Soon after the fight over the religious instruction bill, President Quezon sent his Vice-President to Washington on a mission that would either make him the solution to the 1941 problem or break him. At 1939’s end it looked like his mission had made Sergio Osmeña the man most likely to become the second President of the Philippines. Probably even Strong Man Quezon admired the spunk shown by the reinvigorated Osmeña when at a recent Malacañang dinner in his honor he refused to be cajoled into accepting the President’s insidious explanation of the Osmeña “mistake” of not accompanying Quezon to Washington in 1933 to obtain a new independence act after Friend Quezon had summarily rejected the first one.

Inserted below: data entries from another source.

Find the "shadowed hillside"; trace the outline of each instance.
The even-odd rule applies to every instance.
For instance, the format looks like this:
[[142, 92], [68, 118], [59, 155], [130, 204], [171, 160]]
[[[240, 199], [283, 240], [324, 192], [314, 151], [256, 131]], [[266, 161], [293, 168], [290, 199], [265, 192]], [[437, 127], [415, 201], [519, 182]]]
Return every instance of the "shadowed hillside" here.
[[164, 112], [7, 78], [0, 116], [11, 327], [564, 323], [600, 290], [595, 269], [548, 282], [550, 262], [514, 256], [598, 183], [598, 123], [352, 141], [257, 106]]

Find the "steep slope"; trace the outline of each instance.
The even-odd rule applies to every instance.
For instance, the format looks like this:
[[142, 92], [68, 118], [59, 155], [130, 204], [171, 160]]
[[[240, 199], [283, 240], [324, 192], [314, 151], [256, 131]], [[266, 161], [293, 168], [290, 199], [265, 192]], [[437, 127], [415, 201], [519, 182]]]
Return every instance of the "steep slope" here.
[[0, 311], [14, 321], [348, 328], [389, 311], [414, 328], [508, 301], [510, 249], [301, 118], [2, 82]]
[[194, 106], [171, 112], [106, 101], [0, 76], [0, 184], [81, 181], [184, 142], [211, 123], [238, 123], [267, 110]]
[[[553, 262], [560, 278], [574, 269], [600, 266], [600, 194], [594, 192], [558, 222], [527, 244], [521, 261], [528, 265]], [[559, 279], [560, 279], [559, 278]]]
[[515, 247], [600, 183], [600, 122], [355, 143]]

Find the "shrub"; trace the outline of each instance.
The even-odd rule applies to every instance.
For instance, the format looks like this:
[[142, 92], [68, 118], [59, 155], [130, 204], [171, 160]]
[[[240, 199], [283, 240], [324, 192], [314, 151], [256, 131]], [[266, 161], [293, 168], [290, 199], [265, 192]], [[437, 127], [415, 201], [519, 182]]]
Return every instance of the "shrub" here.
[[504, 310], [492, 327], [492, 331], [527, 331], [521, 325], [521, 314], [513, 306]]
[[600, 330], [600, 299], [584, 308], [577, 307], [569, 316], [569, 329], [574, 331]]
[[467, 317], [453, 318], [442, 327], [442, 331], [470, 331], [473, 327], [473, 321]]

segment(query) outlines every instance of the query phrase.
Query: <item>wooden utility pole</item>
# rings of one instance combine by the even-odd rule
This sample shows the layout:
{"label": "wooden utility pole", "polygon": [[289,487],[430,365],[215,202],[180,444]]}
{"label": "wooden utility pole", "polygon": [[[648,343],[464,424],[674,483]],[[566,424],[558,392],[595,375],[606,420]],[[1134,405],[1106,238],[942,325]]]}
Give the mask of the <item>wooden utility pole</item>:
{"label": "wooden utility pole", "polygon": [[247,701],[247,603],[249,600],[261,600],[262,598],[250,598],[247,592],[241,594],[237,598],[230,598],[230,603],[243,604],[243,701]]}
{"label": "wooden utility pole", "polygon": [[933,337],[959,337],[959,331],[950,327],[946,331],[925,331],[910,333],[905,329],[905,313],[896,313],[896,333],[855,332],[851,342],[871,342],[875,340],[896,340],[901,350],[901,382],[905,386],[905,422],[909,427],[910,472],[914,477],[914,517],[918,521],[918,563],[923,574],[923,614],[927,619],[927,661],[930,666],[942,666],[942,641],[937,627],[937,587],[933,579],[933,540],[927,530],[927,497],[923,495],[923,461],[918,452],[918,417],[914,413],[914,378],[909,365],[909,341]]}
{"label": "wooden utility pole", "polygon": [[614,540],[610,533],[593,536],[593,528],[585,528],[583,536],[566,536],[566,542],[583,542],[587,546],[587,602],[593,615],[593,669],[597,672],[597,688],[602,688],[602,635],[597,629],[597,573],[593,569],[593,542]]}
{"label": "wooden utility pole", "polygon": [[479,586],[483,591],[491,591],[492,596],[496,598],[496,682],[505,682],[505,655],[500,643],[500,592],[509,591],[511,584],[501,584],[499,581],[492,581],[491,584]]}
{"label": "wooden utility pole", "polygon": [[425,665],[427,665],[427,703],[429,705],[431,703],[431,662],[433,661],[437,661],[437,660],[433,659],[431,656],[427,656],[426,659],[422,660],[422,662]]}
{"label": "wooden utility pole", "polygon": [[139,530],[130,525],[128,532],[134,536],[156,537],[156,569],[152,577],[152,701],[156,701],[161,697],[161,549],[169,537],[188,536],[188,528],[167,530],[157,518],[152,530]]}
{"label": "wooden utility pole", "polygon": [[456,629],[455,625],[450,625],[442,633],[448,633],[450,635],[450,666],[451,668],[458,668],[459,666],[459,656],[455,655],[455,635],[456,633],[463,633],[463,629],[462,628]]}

Strong Man Quezon (our Man of the Year for 1933 and 1937) recently confessed that he was come around to Osmeña’s unipersonalista as against his own colectivista idea of party system in the Philippines. That is a natural and expected development in Manuel Quezon, who now wants continued that system, which requires party harmony. After considering and testing various younger men, like Elpidio Quirino, Manuel Roxas, Rafael Alunan, Yulo and several others, he has apparently arrived at the conclusion that his old rival is the one person who can play the role of Strong Man required of the chief executive of a one-party country. Furthermore Osmeña is about the one politico whose word Quezon can take if he requires the man supports for President to promise to step down in 1945 to make way for him to become first President of the Philippine Republic.